Following all four abovementioned infection models, fixed numbers of I10 (MOI of 100) and EBV (MOI of 2.5) were incubated with AGS cells under specific cell culture conditions (5% CO2, 37°C) for 12, 24, and 48 h. Further, total RNA was isolated, and qRT-PCR was performed as described earlier (27, 42). Subsequently, pathogenic and host genes were analyzed.

Lentiviral shRNA-mediated gene silencing.

The sense strand of gankyrin shRNA sequences was 5′-tcgagtgctgttgacagtgagcgaGCTGTACTCCCTTACATTATGtagtgaagccacagatgtaCATAATGTAAGGGAGTACAGCgtgcctactgcctcggaa-3′. Here, the sequence in uppercase designates the gankyrin target sequence and the lowercase letters denote the hairpin along with the sequences which are essential for the directional cloning in pGIPZ vector.

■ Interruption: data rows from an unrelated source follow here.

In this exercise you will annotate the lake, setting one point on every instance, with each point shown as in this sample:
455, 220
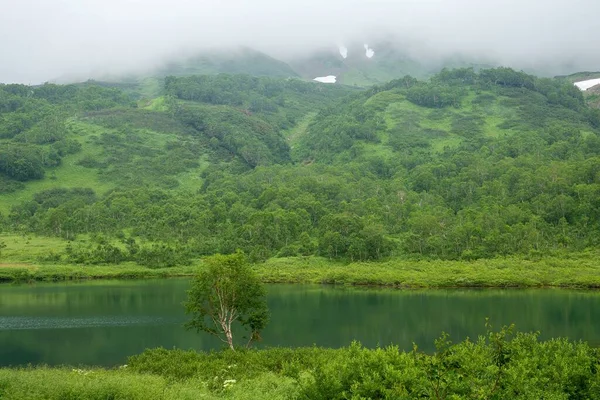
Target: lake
103, 322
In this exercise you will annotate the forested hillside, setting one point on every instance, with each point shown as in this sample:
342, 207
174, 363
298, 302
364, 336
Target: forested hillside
463, 166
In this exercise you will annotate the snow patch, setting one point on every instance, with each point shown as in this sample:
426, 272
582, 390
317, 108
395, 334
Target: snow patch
326, 79
585, 85
344, 51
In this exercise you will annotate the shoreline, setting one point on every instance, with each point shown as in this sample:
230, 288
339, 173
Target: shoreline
552, 272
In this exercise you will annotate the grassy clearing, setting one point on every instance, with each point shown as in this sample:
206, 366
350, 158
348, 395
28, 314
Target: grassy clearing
578, 272
20, 262
529, 369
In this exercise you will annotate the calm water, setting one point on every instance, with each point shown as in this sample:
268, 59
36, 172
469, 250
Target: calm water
101, 323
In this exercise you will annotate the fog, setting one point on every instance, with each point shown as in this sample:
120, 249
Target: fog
43, 40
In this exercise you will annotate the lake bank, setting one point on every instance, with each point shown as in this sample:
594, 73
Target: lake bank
81, 318
577, 271
528, 368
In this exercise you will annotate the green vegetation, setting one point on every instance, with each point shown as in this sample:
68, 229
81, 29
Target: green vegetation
225, 295
499, 365
466, 166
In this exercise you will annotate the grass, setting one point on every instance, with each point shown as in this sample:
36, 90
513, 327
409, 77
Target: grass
530, 368
20, 261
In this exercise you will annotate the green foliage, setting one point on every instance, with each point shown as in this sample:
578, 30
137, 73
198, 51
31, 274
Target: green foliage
497, 365
466, 166
228, 293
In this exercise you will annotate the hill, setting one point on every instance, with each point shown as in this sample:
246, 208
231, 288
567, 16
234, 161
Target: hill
466, 165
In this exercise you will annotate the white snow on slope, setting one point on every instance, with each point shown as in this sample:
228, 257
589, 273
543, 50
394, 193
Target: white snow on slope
585, 85
326, 79
344, 51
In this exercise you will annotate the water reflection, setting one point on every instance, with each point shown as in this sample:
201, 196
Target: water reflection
101, 323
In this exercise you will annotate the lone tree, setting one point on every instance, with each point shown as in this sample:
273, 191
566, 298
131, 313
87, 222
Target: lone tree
228, 294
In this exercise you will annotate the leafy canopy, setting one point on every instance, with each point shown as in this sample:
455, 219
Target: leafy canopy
228, 293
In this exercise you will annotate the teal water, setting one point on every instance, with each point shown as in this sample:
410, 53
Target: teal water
101, 323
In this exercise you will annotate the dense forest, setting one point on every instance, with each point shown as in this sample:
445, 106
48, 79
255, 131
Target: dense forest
466, 165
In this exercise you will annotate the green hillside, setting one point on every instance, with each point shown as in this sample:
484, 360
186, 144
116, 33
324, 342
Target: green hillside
463, 166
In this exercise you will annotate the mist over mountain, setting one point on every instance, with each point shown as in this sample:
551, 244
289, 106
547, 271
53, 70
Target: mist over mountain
76, 40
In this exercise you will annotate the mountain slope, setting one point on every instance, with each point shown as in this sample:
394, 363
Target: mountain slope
466, 165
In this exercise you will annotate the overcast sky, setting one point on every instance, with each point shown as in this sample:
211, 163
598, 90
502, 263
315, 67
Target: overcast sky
41, 40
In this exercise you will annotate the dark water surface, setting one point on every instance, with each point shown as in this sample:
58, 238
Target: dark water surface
101, 323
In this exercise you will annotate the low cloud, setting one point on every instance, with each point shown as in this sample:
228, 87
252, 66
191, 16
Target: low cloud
47, 39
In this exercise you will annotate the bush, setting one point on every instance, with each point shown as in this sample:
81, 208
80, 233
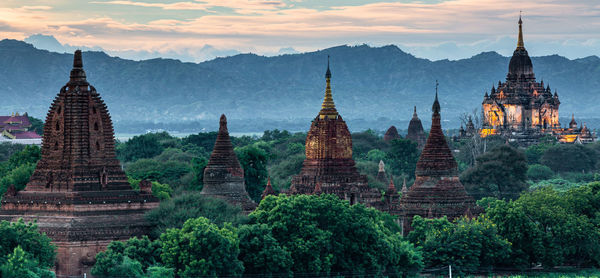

These single-stranded oligonucleotides were individually cloned into the pGIPZ vector using XhoI and MluI restriction sites. Additionally, a control shRNA sequence, 5′-TCTCGCTTGGGCGAGAGTAAG-3′, was used to make sh-Ctrl vector which lacked the complementary sequences in the human genome (42, 43). Meanwhile, pGIPZ vector was puromycin resistant and GFP tagged. Thus, GFP immunofluorescence was observed through an Olympus 1X83 microscope using a 560-nm excitation and 645-nm emission filter. Puromycin-selected cells were grown up to 90% confluence, and the expression levels of target proteins were checked.

Western blotting.

Western blot experiments were carried out as described earlier (42, 43). The lysates were analyzed using an antigankyrin polyclonal primary antibody (cell signaling) and horseradish peroxidase (HRP)-tagged secondary antibody. Blots were observed under a ChemiDoc XRS+ system with Image Lab software no. 1708265.

Immunofluorescence assay.

An immunofluorescence assay was performed as described earlier (44) by using an antigankyrin primary antibody, and specific signals were detected with secondary antibodies conjugated with Alexa Fluor 488 (cell signaling). The cell nucleus was counterstained with 4′,6′-diamidino-2-phenylindole (DAPI). The images were obtained using confocal microscopy (Olympus IX83) at 60×, zoomed twice for convenience of analysis.

Cell proliferation assay.

The cell proliferation assay was accomplished through trypan blue exclusion methods as described earlier. Briefly, 25 × 104 AGS cells were infected with I10 (MOI of 100) and EBV (MOI of 2.5) as described in infection models incubated at 37°C for 12, 24, 36, and 48 h, while the uninfected AGS cells were taken as control. After the abovementioned infection time, the cells were trypsinized and mixed with trypan blue (1:1). Furthermore, the cells were counted using a hemocytometer. Only viable white cells were counted, and blue nonviable cells were excluded (25).

Colony formation assay.

AGS cells were infected with I10 and EBV, and EBV-positive cells were selected using puromycin (2 μg/ml). We selected the ectopically expressed gankyrin-positive AGS cells with Geneticin (G-418) at 1 mg/ml, while the sh-gankyrin pGIPZ-positive cells were selected with puromycin. Images were taken on a ChemiDoc XRS+ system with Image Lab software no. 1708265 (40).

Statistical analysis.

Data were statistically analyzed using a two-tailed Student t test. All the results were derived from a set of triplicate experiments. P values were estimated using GraphPad Prism version 6, and P values of <0.05, <0.01, and <0.001 were considered statistically significant and represented by *, **, and ***, respectively.